Um ein Authoritative Restore durchzuführen:

  • DC im Restore-Modus starten (beim Systemstart mit F8 auswählen)
  • Backup des Systemstatus wiederherstellen
  • Nicht neu starten!
  • In einem CMD-Fenster „ntdsutil“ aufrufen
  • Eingeben: „activate instance ntds
  • Eingeben: „authoritative restore
  • Für jedes gelöschte Objekt (einzelne/r User/Gruppe, ganze OU usw.) eingeben: „restore subtree <LDAP-Name>„. Dabei ist <LDAP-Name> die komplette LDAP-Notation des Objekts, z. B. „CN=Nils Kaczenski,OU=Consulting,DC=kaczenski,DC=de„. Um diesen Namen herleiten zu können, ist es zwingend erforderlich, einen Textauszug des AD zur Hand zu haben (vgl. AD-Backup), denn auf dem bearbeiteten DC kann man nicht ins AD reinsehen und auf anderen DCs ist das wiederherzustellende Objekt ja nicht mehr vorhanden.
  • DC normal neu booten
  • Nun ist der DC wieder auf dem Stand des Backup. Die wiederhergestellten Objekte haben eine höhere Sequenznummer als alle Objekte auf den anderen DCs und werden daher auf alle anderen DCs repliziert. Dadurch sind sie wiederhergestellt.

Einen sehr ausführlichen Artikel mit Schritt-für-Schritt-Anleitungen zur Wiederherstellung von Benutzern, Gruppen und Gruppenmitgliedschaften – besonders interessant in größeren Umgebungen, wenn versehentlich größere Mengen von Objekten gelöscht wurden – gibt es in Microsofts Knowledge Base unter der Nummer 840001: How to restore deleted user accounts and their group memberships in Active Directory.

Wie stelle ich AD wieder her, ohne alle aktuellen Registry-Einstellungen zu verlieren?

Problematisch am Restore des Systemstatus ist, dass die komplette Registry auf den Stand des Bakcup zurückgesetzt wird.

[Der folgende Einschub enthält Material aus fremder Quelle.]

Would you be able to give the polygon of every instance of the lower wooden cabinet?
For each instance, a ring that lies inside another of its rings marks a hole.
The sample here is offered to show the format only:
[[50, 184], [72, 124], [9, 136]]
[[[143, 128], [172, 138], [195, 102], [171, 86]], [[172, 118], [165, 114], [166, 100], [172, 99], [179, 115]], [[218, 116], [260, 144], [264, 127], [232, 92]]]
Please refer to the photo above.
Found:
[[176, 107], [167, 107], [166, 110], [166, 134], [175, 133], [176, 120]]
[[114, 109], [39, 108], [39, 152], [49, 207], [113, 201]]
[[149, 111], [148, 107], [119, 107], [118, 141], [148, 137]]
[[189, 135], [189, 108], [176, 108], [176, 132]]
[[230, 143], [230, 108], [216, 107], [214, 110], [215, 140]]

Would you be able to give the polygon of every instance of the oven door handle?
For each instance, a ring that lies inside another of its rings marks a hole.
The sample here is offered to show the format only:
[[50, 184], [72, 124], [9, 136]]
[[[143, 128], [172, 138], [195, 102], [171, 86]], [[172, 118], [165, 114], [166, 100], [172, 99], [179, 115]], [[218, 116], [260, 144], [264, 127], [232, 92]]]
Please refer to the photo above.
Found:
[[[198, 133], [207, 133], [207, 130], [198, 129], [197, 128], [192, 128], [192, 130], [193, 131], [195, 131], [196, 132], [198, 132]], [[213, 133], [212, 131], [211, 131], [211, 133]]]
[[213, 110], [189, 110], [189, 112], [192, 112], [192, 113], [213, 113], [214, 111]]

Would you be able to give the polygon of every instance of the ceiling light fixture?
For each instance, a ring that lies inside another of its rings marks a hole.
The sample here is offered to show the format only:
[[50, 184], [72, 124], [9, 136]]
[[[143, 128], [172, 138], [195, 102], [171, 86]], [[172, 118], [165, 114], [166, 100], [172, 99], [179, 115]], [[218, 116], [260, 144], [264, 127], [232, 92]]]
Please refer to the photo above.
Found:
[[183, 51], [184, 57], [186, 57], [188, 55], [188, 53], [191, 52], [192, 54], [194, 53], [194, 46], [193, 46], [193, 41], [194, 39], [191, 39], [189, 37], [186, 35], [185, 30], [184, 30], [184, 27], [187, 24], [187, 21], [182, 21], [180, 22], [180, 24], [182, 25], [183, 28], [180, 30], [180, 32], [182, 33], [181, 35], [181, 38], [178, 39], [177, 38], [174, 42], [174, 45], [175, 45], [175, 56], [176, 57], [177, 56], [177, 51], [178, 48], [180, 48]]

Damit sind u. U. auch neuere Konfigurationen, Treiber usw. verloren. Um dieses Problem zu umgehen, verfahre man wie folgt:

  1. Systemstatus aktuell sichern
  2. DS-Repair-Modus starten
  3. alten Systemstatus wiederherstellen (Registry ist „alt“)
  4. autorisierende Wiederherstellung definieren
  5. normal hochfahren, replizieren lassen
  6. DS-Repair-Modus starten
  7. unter 1. gesicherten Systemstatus wiederherstellen (Registry ist „aktuell“)
  8. normal booten

Was muss ich bei der Wiederherstellung von Benutzern und Gruppen beachten?

Kritisch beim Recovery von Benutzer- und Gruppenobjekten sind die Gruppenmitgliedschaften. Eine ausführliche Darstellung der Problematik und von Lösungsansätzen findet sich im KB-Artikel 840001. Mit SP1 von Windows Server 2003 bietet ntdsutil eine eigene Hilfestellung, indem es bei Bedarf eine LDIF-Datei erzeugt, die für die Wiederherstellung der Gruppenmitgliedschaften sorgt.